最近我们的应用后台动不动就被卡住,所以警告就上线一看,CPU时不时飙高,curl请求一下,发现不接受请求了,所以想Thread Dump看一下线程都在干啥。
首先:
kill -3 <pid>
然后tomcat会把Thread Dump打印到其安装目录的logs/catalina.out里
查看一下发现果不其然,死锁了,其表征为大量tomcat的http线程都WAITING在同一个地方,如下:
"http-nio-9086-exec-163" daemon prio=10 tid=0x00007f8ab00ab800 nid=0x18e7 waiting on condition [0x00007f8a48644000]
java.lang.Thread.State: WAITING (parking)
at sun.misc.Unsafe.park(Native Method)
- parking to wait for <0x00000000d3643028> (a java.util.concurrent.locks.ReentrantReadWriteLock$NonfairSync)
at java.util.concurrent.locks.LockSupport.park(LockSupport.java:186)
at java.util.concurrent.locks.AbstractQueuedSynchronizer.parkAndCheckInterrupt(AbstractQueuedSynchronizer.java:834)
at java.util.concurrent.locks.AbstractQueuedSynchronizer.doAcquireShared(AbstractQueuedSynchronizer.java:964)
at java.util.concurrent.locks.AbstractQueuedSynchronizer.acquireShared(AbstractQueuedSynchronizer.java:1282)
at java.util.concurrent.locks.ReentrantReadWriteLock$ReadLock.lock(ReentrantReadWriteLock.java:731)
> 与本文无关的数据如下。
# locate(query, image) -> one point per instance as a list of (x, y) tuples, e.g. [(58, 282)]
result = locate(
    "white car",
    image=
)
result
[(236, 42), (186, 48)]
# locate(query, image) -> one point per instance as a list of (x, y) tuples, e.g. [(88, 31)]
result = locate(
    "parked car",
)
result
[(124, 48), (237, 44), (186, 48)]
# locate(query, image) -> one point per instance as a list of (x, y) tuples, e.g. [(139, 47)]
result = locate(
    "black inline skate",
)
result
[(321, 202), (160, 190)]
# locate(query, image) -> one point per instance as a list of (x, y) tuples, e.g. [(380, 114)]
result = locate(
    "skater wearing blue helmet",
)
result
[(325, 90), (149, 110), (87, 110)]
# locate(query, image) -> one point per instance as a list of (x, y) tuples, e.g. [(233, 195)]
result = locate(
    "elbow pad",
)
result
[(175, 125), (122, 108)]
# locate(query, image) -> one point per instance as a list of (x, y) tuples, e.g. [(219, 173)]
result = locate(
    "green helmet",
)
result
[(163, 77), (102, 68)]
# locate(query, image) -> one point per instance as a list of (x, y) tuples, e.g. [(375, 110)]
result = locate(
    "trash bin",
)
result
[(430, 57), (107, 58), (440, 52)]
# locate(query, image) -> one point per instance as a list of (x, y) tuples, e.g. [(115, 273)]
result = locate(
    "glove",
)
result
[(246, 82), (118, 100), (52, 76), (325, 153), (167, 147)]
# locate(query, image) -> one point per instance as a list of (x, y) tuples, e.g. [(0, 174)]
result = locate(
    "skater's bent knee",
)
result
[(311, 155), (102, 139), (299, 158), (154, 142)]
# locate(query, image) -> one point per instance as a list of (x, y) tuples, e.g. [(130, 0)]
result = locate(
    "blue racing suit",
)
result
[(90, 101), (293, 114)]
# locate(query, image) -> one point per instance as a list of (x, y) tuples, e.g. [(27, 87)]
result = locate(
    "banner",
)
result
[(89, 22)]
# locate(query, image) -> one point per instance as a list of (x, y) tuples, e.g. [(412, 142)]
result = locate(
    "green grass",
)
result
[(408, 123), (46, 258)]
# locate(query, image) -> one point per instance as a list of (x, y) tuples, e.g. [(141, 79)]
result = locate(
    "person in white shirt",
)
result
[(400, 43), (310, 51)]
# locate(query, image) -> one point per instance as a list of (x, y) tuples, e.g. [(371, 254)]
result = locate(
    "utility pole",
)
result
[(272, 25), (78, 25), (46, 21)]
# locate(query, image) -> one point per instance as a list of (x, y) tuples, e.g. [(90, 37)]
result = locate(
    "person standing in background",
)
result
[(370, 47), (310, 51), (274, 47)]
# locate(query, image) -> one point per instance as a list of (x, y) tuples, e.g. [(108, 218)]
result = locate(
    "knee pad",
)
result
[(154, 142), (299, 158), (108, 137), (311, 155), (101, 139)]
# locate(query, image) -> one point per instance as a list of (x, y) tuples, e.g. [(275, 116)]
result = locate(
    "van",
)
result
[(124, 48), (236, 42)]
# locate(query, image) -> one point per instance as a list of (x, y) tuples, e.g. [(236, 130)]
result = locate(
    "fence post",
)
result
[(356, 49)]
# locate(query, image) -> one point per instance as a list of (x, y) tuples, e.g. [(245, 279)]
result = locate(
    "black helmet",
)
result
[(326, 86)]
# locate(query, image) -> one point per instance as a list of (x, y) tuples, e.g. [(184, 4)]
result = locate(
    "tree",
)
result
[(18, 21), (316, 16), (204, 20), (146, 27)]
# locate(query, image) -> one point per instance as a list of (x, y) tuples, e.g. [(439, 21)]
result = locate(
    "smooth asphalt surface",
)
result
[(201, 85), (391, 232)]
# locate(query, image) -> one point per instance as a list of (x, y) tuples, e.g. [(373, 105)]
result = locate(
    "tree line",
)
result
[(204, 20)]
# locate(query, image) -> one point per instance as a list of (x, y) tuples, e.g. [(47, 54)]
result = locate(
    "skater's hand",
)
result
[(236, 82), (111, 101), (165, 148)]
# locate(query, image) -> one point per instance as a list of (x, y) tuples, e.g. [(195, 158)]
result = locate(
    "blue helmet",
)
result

at com.fasterxml.jackson.databind.util.LRUMap.get(LRUMap.java:56)
at com.fasterxml.jackson.databind.type.TypeFactory._fromClass(TypeFactory.java:707)
at com.fasterxml.jackson.databind.type.TypeFactory._constructType(TypeFactory.java:387)
at com.fasterxml.jackson.databind.type.TypeFactory.constructType(TypeFactory.java:367)
需要注意的是LRUMap这个类的get方法,这里上了读锁,所以继续找到了写锁的线程,如下:
"http-nio-9086-exec-31" daemon prio=10 tid=0x00007f8ab0026000 nid=0x795c runnable [0x00007f8a5b471000]
java.lang.Thread.State: RUNNABLE
at java.util.LinkedHashMap.transfer(LinkedHashMap.java:253)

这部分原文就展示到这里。